The iron ore price recovered some ground on Wednesday after it fell below $100 per tonne for the first time in nearly a year on Tuesday due to loose supply conditions and poor demand outlook.
According to Fastmarkets MB, benchmark 62% Fe fines imported into Northern China were changing hands for $100.10 a tonne, up 4.5% from Tuesday’s closing.
Benchmark iron ore futures on the Dalian exchange dipped 0.4% to 590 yuan ($92.18) a tonne.
Metals prices reached multi-year highs on supply fears in October, but the main driver now is arguably turbulence in China’s demand.
“The backdrop of China’s deleveraging push, commodity inflation and power crunch suggests China’s domestic growth may be faltering, and weak enough to bring shakiness to the recovery and commodity demand for the rest of 2021,” Bloomberg Intelligence analyst Henik Fung wrote in a note focused on the oil market.
“Steel production costs are very high now.

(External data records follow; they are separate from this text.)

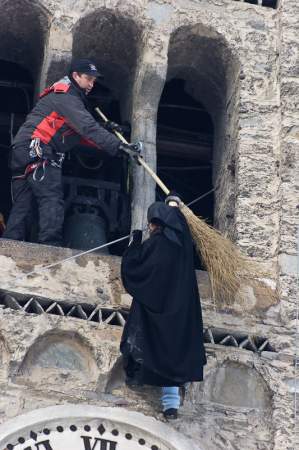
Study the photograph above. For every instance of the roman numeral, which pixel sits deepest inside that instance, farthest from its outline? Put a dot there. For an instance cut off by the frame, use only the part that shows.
(45, 445)
(105, 445)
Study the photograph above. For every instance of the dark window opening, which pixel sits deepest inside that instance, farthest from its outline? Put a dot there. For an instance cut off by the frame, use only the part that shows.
(16, 92)
(185, 147)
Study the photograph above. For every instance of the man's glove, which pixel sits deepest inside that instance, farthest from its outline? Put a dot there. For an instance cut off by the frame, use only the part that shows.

Mills and coking plants are gaming how much room is there left for further adjustment between spot and futures prices,” said Wang Yingwu, analyst with Huatai Futures in Beijing.
Metals are still at “sky-high levels” even relative to China’s recent weak factory data, analysts from Capital Economics wrote in a note this week.
“This adds to our view that prices have quite a long way to fall over the next year or so as constraints on supply caused by power shortages start to fade.”